Ebrahim Raisi and other top officials were killed in a helicopter crash on Sunday

There were initial fears among US officials that the helicopter crash that killed President Ebrahim Raisi on Sunday could trigger a new world war, Politico reported on Monday. In particular, there were concerns that Tehran could seek to blame Washington and Israel for the incident, a source told the outlet.

The helicopter carrying Raisi and his entourage, including Iranian Foreign Minister Hossein Amir-Abdollahian, went down on Sunday in the country’s northwestern East Azerbaijan province. The president had been returning from a meeting with his Azerbaijani counterpart, Ilham Aliyev, after they inaugurated a major dam project on the border.

According to the IRNA news agency, the aircraft crashed due to a “technical failure,” while rescue operations were hampered by adverse weather conditions, including fog and rain.

In the aftermath of the incident, the White House is closely monitoring how Iran will react to Raisi’s death, Politico noted, adding that unnamed senior US officials do not expect any significant policy changes from Tehran.

However, as the news of the crash broke, US officials “spent Sunday anxiously awaiting updates” on the situation. According to Politico, they were waiting to see if Iran would accuse Israel or Washington of sabotaging the helicopter, even though there was nothing to suggest this.

One unnamed official told the outlet that “for a little while, it was not a crazy question to ask ‘Is this how World War III begins?’” 

US Defense Secretary Lloyd Austin has said his country played no role in the incident. Despite extremely tense relations with Iran, Washington offered “official condolences” and was willing to assist Tehran in the search operation, according to the State Department.

Referring to the crash, an unnamed Israeli official told Reuters that “it wasn’t us.” However, the chair of the Israeli opposition Yisrael Beytenu party, Avigdor Liberman, stated that West Jerusalem “won’t shed a tear” over Raisi’s death.

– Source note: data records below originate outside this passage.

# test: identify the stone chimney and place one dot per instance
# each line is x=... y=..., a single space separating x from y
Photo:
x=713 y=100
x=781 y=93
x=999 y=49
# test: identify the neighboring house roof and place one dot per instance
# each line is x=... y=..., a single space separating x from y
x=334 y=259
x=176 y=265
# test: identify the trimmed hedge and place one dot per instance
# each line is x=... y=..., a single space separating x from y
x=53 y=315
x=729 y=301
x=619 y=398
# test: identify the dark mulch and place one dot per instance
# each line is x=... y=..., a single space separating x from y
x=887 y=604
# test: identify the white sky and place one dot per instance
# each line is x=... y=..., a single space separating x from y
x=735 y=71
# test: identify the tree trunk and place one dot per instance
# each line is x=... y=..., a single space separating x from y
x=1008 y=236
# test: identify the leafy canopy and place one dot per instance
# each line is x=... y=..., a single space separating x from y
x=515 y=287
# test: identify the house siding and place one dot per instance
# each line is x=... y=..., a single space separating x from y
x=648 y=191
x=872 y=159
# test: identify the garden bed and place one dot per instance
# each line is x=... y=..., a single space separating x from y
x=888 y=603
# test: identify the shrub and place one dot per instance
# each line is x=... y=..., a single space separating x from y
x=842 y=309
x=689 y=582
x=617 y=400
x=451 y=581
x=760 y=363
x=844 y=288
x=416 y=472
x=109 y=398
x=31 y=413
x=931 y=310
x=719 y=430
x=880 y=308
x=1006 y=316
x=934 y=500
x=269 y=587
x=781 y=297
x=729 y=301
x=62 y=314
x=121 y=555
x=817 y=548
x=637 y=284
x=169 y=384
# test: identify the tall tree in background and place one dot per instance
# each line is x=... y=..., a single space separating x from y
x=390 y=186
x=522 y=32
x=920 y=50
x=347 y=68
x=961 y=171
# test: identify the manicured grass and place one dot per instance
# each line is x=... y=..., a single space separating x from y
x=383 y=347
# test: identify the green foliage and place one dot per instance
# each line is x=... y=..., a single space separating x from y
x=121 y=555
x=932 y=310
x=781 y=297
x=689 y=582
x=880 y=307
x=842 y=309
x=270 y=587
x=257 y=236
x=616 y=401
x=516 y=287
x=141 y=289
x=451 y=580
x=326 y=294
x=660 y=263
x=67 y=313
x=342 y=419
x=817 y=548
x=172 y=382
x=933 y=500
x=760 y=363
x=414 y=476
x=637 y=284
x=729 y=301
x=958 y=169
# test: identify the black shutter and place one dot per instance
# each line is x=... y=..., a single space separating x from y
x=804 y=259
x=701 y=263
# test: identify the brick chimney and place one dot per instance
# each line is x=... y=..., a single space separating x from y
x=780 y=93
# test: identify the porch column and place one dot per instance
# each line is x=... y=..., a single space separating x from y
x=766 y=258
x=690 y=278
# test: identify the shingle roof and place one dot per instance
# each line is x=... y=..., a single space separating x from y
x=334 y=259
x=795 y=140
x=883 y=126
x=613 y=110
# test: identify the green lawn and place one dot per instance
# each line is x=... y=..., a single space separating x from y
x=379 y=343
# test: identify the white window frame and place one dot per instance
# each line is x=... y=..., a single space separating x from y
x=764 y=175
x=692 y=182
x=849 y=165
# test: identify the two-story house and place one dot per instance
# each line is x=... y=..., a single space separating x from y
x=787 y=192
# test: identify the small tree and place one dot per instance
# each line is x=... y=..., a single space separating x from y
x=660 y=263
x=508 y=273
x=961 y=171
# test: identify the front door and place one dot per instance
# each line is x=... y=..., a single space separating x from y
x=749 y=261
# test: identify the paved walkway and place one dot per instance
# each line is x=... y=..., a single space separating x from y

Iranian First Vice President Mohammad Mokhber is now acting as president, with a snap election scheduled for June 28. The Foreign Ministry in Tehran has insisted the deaths of Raisi and Amir-Abdollahian will not disrupt Iran’s international policies.

Tensions between Israel and Iran, archrivals for decades, escalated last month when Tehran accused West Jerusalem of killing several senior Iranian military officers in an attack on its consulate in Syria. In the days that followed, Iran launched a large-scale retaliation strike on the Jewish state involving hundreds of missiles and kamikaze drones.